Conventionally, the betas of the regression (where the x has been replaced by WoE) are not interpreted per se but they are multiplied with WoE to obtain a "score" (for example beta for variable "marital status" can be multiplied with WoE of "married people" group to see the score of married people; beta for variable "occupation" can be multiplied by WoE of "manual workers" to see the score of manual workers. then if you are interested in the score of married manual workers, you sum up these two score and see how much is the effect on outcome). The higher the score is, the greater is probability of an outcome equal to 1.

• (+1) Why's it an advantage to recode a predictor to have a monotonic relation with the response? – Scortchi - Reinstate Monica Jun 26 '17 at 13:49
• @Scortchi I can think of an example - the independent variable is height of people (measured in cm), people are going shopping for nice clothes, the dependent variable would be a binary event - whether they can or cannot buy suitable and comfortable clothes. appareantly the very small and the very tall people will have difficulties buying suitable clothes, while the people in the middle could do it easily. With simple (without interactions and without transformations) regression you could only model that probability of buying suitable clothes either increases or decreases with height of people – Brano Cuchran Jun 28 '17 at 8:36
• People don't usually use non-monotonic transformations of predictors - not in empirical modelling anyway. Including interactions can remove or introduce conditional non-monotonic relationships, as can including other predictors. But representing a predictor with a polynomial or spline basis function is a straightforward way of allowing for them; & another is binning it & thenceforward treating it as categorical, using e.g. reference-level coding. The last, at least, is considerably simpler than this WoE transformation; none share the detriment to ... – Scortchi - Reinstate Monica Jun 29 '17 at 13:12
• ... inference & interpretability arising from defining a predictor in terms of the response; & all allow a non-monotonic conditional relationship to be modelled even when the marginal relationship is monotonic (or vice versa). I suppose what I'm getting at is that the WoE transformation seems to me to be a solution in search of a problem. Are there a class of situations where it produces better predictions than more widely used methods? - though that's a different question to the one you've answered here (perhaps stats.stackexchange.com/q/166816/17230). – Scortchi - Reinstate Monica Jun 29 '17 at 13:12
• What about if you already have categorical data? then is the only advantage "to establish a monotonic relationship" ? It seems like the critical component of WoE is in fact in the binning process – information_interchange May 24 '19 at 18:48

The rational for using WOE in logistic regression is to generate what is sometimes called the Semi-Naive Bayesian Classifier (SNBC). The beginning of this blog post explains things pretty well: http://multithreaded.stitchfix.com/blog/2015/08/13/weight-of-evidence/

The beta parameters in the model are the linear bias of each naive effect (a.k.a. weight-of-evidence) due to the presence of other predictors and they can be interpreted as the linear change in log odds of the particular predictors due to the presence of other predictors.

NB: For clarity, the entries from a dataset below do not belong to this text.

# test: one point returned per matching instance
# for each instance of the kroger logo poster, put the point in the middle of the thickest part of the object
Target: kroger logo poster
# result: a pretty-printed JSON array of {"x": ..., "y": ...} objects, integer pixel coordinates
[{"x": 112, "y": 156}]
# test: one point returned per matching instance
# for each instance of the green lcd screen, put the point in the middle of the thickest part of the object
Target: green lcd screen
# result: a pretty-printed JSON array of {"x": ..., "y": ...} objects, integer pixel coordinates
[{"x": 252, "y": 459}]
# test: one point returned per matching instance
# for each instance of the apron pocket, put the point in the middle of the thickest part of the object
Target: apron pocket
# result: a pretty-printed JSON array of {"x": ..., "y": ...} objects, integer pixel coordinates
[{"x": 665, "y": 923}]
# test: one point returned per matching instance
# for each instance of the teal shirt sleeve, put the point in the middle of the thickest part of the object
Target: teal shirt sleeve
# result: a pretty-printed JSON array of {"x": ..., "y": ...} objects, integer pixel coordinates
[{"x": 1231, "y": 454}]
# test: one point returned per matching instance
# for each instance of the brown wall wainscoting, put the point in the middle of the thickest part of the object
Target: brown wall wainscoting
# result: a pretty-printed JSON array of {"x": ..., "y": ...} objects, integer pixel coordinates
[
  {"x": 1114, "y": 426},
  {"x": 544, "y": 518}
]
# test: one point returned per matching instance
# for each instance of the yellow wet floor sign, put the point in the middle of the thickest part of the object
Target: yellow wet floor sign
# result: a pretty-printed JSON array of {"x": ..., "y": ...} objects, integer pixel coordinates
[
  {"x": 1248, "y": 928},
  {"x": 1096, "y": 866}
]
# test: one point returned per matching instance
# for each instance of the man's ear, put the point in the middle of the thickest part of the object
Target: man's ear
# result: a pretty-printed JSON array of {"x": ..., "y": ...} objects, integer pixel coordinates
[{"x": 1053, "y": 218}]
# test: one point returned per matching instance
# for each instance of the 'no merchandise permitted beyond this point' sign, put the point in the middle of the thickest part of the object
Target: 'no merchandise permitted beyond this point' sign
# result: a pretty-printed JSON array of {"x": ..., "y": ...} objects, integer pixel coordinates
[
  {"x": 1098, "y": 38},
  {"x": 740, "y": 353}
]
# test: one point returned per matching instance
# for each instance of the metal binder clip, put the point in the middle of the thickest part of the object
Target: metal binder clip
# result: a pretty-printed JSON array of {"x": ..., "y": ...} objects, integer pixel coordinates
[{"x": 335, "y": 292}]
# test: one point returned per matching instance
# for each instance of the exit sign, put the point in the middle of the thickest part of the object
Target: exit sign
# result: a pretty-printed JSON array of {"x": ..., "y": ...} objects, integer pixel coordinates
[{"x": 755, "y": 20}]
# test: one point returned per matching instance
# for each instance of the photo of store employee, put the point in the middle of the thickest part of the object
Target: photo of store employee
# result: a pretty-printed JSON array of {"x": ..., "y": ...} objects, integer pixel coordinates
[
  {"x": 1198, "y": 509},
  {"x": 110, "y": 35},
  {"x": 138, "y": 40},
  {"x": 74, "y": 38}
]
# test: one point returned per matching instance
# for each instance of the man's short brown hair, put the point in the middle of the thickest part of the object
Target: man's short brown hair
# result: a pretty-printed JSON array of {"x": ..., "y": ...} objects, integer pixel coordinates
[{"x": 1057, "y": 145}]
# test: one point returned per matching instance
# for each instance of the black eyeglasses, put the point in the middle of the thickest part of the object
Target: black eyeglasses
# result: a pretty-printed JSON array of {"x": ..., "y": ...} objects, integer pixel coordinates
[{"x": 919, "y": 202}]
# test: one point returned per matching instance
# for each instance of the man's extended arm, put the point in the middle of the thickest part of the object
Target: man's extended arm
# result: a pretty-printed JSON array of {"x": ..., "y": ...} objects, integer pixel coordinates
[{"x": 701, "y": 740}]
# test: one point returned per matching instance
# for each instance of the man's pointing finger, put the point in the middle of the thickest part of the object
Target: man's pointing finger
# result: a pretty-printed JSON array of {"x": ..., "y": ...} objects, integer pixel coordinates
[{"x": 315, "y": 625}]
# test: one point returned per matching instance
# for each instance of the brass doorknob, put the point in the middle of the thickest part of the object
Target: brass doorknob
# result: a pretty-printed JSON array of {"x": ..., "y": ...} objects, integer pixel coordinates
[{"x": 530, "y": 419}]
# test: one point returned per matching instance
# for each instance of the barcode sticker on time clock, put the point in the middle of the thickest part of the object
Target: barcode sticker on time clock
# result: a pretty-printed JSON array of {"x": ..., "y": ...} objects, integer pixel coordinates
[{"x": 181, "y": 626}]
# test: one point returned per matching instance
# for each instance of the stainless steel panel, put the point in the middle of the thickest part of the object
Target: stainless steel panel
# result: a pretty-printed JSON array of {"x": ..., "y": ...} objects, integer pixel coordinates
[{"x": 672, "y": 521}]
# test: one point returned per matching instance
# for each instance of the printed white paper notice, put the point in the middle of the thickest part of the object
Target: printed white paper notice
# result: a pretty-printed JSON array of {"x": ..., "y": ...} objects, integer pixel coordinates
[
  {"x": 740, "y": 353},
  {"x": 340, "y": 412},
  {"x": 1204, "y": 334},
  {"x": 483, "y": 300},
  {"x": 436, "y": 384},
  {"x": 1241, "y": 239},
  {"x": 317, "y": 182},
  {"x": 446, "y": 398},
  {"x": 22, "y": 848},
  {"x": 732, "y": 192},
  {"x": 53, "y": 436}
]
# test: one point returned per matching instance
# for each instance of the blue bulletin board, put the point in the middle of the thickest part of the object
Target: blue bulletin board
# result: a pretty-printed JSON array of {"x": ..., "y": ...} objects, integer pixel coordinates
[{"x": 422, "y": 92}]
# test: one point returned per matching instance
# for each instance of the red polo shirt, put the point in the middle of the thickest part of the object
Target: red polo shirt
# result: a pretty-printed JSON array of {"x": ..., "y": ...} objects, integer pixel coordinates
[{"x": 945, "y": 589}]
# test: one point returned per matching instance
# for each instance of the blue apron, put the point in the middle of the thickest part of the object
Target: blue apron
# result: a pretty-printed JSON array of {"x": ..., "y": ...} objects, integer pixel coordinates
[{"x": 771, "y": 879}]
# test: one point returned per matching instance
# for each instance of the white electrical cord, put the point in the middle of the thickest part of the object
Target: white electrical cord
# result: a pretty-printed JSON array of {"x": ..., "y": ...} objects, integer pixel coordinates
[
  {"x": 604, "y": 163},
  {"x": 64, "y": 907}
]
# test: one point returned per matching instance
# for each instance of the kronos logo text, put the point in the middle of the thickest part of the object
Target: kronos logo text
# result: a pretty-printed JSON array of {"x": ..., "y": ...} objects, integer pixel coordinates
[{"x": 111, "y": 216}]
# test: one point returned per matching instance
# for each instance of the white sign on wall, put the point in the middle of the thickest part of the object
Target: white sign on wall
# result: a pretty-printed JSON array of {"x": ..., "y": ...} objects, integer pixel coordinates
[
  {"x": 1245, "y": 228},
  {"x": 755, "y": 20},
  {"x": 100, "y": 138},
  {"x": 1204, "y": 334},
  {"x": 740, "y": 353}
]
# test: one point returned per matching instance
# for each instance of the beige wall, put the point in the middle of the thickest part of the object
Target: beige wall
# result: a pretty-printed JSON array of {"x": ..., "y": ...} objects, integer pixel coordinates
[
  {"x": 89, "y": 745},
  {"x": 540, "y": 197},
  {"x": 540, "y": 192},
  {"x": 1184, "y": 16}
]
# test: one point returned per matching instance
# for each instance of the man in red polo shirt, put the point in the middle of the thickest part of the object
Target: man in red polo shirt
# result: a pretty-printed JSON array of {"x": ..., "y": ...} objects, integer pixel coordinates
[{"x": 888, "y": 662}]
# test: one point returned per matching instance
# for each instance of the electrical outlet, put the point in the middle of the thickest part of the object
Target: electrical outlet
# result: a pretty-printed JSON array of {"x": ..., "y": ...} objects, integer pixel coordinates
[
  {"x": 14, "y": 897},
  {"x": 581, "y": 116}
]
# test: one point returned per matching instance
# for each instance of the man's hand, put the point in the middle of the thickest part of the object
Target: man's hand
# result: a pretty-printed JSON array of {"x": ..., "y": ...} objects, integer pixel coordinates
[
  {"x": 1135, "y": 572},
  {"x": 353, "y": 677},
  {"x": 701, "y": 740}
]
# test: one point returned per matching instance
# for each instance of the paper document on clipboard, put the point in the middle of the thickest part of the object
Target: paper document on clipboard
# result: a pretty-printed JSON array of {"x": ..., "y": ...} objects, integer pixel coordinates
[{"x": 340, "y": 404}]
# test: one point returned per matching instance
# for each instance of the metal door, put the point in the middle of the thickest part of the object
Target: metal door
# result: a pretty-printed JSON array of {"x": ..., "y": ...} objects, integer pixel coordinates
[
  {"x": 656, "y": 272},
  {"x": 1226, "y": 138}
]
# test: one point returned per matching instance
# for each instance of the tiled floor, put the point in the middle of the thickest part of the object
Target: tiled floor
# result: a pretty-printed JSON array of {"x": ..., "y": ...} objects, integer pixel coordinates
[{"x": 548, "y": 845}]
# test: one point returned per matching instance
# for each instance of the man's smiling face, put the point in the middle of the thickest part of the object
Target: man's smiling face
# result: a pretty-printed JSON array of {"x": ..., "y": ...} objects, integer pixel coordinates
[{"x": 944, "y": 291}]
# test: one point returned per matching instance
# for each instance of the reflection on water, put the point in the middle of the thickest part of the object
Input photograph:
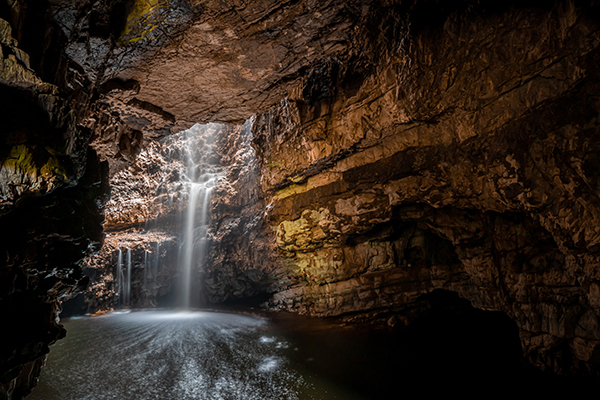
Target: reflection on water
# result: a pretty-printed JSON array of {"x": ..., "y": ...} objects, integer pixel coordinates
[{"x": 185, "y": 355}]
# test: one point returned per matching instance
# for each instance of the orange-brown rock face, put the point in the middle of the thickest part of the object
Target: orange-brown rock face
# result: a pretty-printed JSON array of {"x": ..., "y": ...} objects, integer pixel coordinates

Weight of Evidence (WoE) is powerful technique to perform variable transformation & selection . It is widely used In credit scoring to measure the separation of good vs bad customers.(variables). Advantages :: - Handles missing values Handles outliers the transformation is based on logrithmic value of distribution. No need for dummy variables by using proper binning technique it can establish monotonic relationship btw the independent & dependent.

mono_bin() = used for numeric variables. char_bin() = used for character variables.